According to a Sunday report in newspaper SonntagsBlick, figures from economic information service Bisnode D&B show that 689 new private security firms have sprung up in Switzerland in the last five years. That’s an average of 11 new businesses per month – although in that time period, only 99 reported solvency.

The companies provide various services including alarm systems, and security for public buildings and spaces, large events and village streets. The German-language paper speculated that the firms are capitalising on fears of a terrorist attack in Switzerland.

“Private security services are taking over more and more tasks in the public sphere, where the police are actually responsible,” Johanna Bundi Ryser, president of the Swiss Police Officer’s Association, told SonntagsBlick. She added that cantons and municipalities also carry some responsibility, as they “increasingly rely on private security companies instead of trained police officers for cost reasons.”
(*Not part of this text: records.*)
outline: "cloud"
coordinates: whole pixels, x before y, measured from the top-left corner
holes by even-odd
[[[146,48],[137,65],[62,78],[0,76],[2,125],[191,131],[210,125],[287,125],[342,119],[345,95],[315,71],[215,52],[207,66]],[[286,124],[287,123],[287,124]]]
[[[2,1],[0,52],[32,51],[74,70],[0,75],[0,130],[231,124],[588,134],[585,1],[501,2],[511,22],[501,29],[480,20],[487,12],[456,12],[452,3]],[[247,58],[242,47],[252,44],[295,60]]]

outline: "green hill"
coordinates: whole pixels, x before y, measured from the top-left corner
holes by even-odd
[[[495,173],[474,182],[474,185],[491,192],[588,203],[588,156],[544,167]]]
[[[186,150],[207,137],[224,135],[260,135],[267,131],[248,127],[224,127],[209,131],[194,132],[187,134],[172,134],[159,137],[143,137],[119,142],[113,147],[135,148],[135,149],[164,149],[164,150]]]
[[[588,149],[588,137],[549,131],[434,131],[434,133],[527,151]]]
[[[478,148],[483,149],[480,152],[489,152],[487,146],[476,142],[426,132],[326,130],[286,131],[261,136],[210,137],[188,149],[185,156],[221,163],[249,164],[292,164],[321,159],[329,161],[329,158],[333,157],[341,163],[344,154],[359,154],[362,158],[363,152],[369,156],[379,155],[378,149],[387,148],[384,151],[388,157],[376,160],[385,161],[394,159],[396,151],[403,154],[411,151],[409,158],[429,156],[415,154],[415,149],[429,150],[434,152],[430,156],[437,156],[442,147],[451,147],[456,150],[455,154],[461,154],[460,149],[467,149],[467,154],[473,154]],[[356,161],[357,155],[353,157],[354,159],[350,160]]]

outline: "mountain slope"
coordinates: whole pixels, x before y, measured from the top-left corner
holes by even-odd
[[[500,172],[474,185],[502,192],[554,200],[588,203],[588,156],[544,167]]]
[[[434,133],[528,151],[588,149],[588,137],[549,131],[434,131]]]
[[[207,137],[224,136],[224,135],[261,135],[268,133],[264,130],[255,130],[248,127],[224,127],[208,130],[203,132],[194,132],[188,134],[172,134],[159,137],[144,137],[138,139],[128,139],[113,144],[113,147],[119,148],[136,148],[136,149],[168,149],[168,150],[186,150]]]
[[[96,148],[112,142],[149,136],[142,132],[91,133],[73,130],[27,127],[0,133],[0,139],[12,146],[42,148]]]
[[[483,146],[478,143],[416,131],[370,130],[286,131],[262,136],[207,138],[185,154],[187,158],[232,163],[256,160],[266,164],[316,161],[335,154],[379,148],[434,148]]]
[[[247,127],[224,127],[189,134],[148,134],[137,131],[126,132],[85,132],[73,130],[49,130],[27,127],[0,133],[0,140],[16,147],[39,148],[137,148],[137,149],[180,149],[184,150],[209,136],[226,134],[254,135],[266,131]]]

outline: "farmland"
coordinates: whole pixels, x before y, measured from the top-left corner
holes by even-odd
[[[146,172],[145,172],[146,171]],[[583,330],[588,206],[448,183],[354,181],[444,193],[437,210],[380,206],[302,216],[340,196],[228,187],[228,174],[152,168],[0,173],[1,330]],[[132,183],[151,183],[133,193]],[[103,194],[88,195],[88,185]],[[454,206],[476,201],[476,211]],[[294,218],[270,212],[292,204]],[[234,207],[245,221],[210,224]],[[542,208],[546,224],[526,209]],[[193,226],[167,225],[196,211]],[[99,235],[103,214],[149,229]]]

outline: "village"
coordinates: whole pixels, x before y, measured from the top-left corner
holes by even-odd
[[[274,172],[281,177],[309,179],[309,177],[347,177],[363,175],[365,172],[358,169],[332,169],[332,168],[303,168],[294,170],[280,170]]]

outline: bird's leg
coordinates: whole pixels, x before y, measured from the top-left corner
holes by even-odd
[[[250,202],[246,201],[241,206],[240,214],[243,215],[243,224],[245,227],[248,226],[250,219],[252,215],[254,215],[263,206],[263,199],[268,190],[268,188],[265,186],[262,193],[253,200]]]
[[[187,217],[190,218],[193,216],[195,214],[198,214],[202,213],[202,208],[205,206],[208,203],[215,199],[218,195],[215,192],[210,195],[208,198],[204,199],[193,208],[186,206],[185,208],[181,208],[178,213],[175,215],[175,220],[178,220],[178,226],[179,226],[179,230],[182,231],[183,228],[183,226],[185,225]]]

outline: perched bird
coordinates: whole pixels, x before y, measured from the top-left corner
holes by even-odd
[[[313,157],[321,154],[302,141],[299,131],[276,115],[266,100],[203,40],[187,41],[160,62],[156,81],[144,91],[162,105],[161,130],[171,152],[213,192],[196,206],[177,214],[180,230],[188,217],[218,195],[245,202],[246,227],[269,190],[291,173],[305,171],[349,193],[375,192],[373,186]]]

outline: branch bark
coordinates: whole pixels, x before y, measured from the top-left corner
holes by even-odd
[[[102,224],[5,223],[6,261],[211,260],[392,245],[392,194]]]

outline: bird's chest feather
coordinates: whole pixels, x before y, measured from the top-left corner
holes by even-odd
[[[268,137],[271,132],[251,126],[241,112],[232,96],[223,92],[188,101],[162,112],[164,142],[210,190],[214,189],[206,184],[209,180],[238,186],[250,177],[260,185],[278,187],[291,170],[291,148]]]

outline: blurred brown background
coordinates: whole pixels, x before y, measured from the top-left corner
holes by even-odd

Roger Schneeberger, secretary general of the Conference of Directors of Cantonal Departments of Justice and Police, said that an absence of competency standards is a concern.

“It is, of course, not possible to ensure that the owners and their employees are fit for their tasks and have a good reputation,” he said.

The matter has made its way to the federal government, but without much success, reports SonntagsBlick. Parliamentarian Priska Seiler-Graf has called on the Swiss cabinet to regulate private security services uniformly, but her proposal was rejected in February on the grounds that it was “premature” to set standards at the federal level.